L’utopia di Lonzi era l’abbattimento totale della distinzione tra curatore, artista e fruitore, passando a una creatività diffusa ed espansa al di fuori della mercificazione feticista del sistema artistico contemporaneo. La posizione di rifiuto del sistema dell’arte, un sistema corrotto, patriarcale, in balìa di logiche capitaliste, la portò quindi a non riconoscere neanche il lavoro delle artiste e meno ancora di considerare l’esistenza di un’arte femminista. Paradossalmente questo provocò una mancanza di appoggio alle artiste che cercavano di farsi strada e rendersi visibili in un sistema dell’arte discriminatorio. Accardi non condivide questo atteggiamento radicale, non vuole rinunciare all’arte e non condanna la produzione artistica contemporanea.

 

 

Nel 1973 l’allontanamento tra Accardi e Lonzi è effettivo. Nello stesso momento la rottura si verifica anche tra Lonzi e le altre artiste più giovani che partecipano a “Rivolta Femminile”, Anna Maria Colucci e Suzanne Santoro. La volontà di continuare a percorre le proprie strade artistiche, così come il cercare di uscire dalla continua riflessione dell’autocoscienza, porta Accardi, Santoro e Colucci a fondare, insieme ad altre otto donne (per lo più artiste), nel 1976, la Cooperativa Beato Angelico. La Cooperativa, spazio d’arte romano al femminile, servì allora ad Accardi per poter liberare quegli aspetti più intimi, emozionali ed esplicitamente femministi che non avrebbe liberato nei contesti ufficiali, sottraendosi al giudizio di parte della critica che già si occupava di lei. Insomma non è un caso che l’opera dai contenuti più biografici e intimi, generalmente sconosciuta, l’installazione omaggio alla propria matrilinearità, Origine, sia stata concepita per la Cooperativa Beato Angelico.

 

 

La sua totale autonomia nel modo in cui visse il femminismo in rapporto all’arte,  è stato uno dei motivi di allontanamento anche dalla Cooperativa, che nel 1978 si sciolse. Molti anni dopo Accardi affermò che l’insistere sulla differenza portava i gruppi femminili a concentrarsi sull’artigianato in cui l’esperienza della donna era maggiore, deludendola. Una delusione che è stata alla base anche dello scioglimento della Cooperativa.

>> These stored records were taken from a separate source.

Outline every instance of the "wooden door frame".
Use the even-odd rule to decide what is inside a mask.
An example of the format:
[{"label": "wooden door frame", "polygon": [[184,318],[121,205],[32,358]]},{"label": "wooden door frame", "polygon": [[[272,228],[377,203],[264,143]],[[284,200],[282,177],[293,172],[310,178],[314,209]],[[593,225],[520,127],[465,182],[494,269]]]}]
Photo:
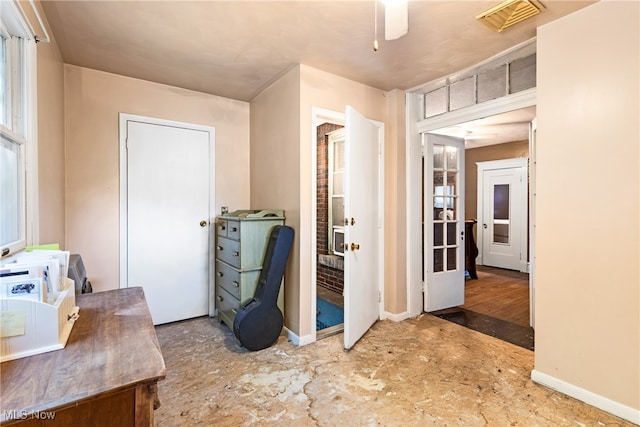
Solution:
[{"label": "wooden door frame", "polygon": [[196,130],[201,132],[207,132],[209,135],[209,316],[215,315],[215,284],[213,281],[215,275],[215,262],[214,256],[214,240],[215,240],[215,227],[211,227],[213,224],[213,215],[215,214],[215,128],[212,126],[197,125],[193,123],[178,122],[173,120],[158,119],[154,117],[139,116],[135,114],[119,113],[119,155],[120,155],[120,283],[119,288],[128,287],[127,277],[129,274],[127,260],[129,257],[127,246],[128,235],[128,202],[127,202],[127,188],[128,188],[128,157],[127,157],[127,122],[134,121],[139,123],[145,123],[150,125],[159,126],[171,126],[189,130]]},{"label": "wooden door frame", "polygon": [[[523,179],[526,179],[529,174],[529,158],[528,157],[519,157],[513,159],[502,159],[502,160],[489,160],[486,162],[476,162],[478,166],[478,196],[476,199],[477,206],[477,220],[478,226],[476,229],[476,243],[478,246],[478,257],[476,258],[476,262],[478,265],[484,265],[483,262],[483,251],[484,251],[484,237],[483,232],[481,231],[482,223],[484,222],[484,202],[485,202],[485,194],[484,194],[484,173],[491,170],[501,170],[501,169],[517,169],[524,168],[523,171]],[[527,230],[528,230],[528,216],[527,216],[527,201],[528,201],[528,191],[527,191],[527,183],[523,182],[525,190],[527,192],[524,195],[522,201],[525,203],[525,206],[519,206],[520,209],[524,209],[524,212],[520,212],[521,219],[524,219],[520,224],[520,229],[517,230],[520,233],[520,271],[523,273],[529,272],[529,262],[527,261],[526,256],[522,256],[522,254],[527,254],[528,250],[528,242],[527,242]]]},{"label": "wooden door frame", "polygon": [[[346,106],[345,106],[346,108]],[[380,303],[379,303],[379,320],[385,318],[384,311],[384,123],[379,122],[377,120],[371,120],[372,123],[375,123],[379,127],[379,153],[378,153],[378,211],[379,211],[379,221],[380,228],[378,229],[378,255],[381,262],[378,263],[375,268],[378,269],[378,292],[380,295]],[[311,239],[310,239],[310,253],[311,253],[311,268],[310,268],[310,276],[309,276],[309,284],[311,286],[311,292],[309,292],[310,299],[310,315],[309,315],[309,326],[311,333],[305,337],[294,337],[291,334],[290,338],[296,342],[298,345],[311,344],[316,342],[317,334],[316,334],[316,277],[317,277],[317,263],[318,263],[318,246],[317,240],[318,235],[316,232],[316,222],[318,221],[317,215],[317,165],[318,165],[318,153],[317,153],[317,130],[318,126],[323,123],[333,123],[337,125],[345,125],[345,111],[338,112],[332,111],[325,108],[320,107],[312,107],[311,108],[311,181],[310,181],[310,194],[311,194]],[[301,310],[302,311],[302,310]],[[303,319],[300,319],[302,323]]]},{"label": "wooden door frame", "polygon": [[[424,94],[407,93],[406,98],[406,224],[407,224],[407,312],[415,317],[423,312],[422,281],[422,200],[421,134],[471,120],[481,119],[536,105],[536,89],[527,89],[457,111],[424,119]],[[534,224],[529,218],[529,226]]]}]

 “Allora io restavo delusissima. Tant’è vero che poi sono uscita da un gruppo una prima volta e poi da un altro che aveva aperto una galleria. Sono uscita perché mi deludevano, perché il lavoro creativo è fatto di velocità. Io oggi faccio un quadro e il giorno dopo un altro o un libro o qualsiasi altra cosa. La dinamica è molto veloce, invece in quello che ha espresso tradizionalmente la donna, la pratica è lentissima, passa attraverso generazioni” (Ivana Mulatero,  Lisa Parola, Rrragazze, Franco Masoero Edizioni D’Arte, Torino, 1996, p.74).


L’azione collettiva è stata indispensabile in un determinato momento ma per Accardi non poteva  configurarsi come pratica a lungo termine, per l’artista occorreva solitudine per creare.
Benché con gli anni si allontanò dal femminismo, è bene ricordare che è stata una protagonista del movimento femminista italiano ed ebbe un ruolo fondamentale per aver aperto una serie di questioni, ancora attuali, sulla relazione tra arte, creatività femminile, femminismo e differenza.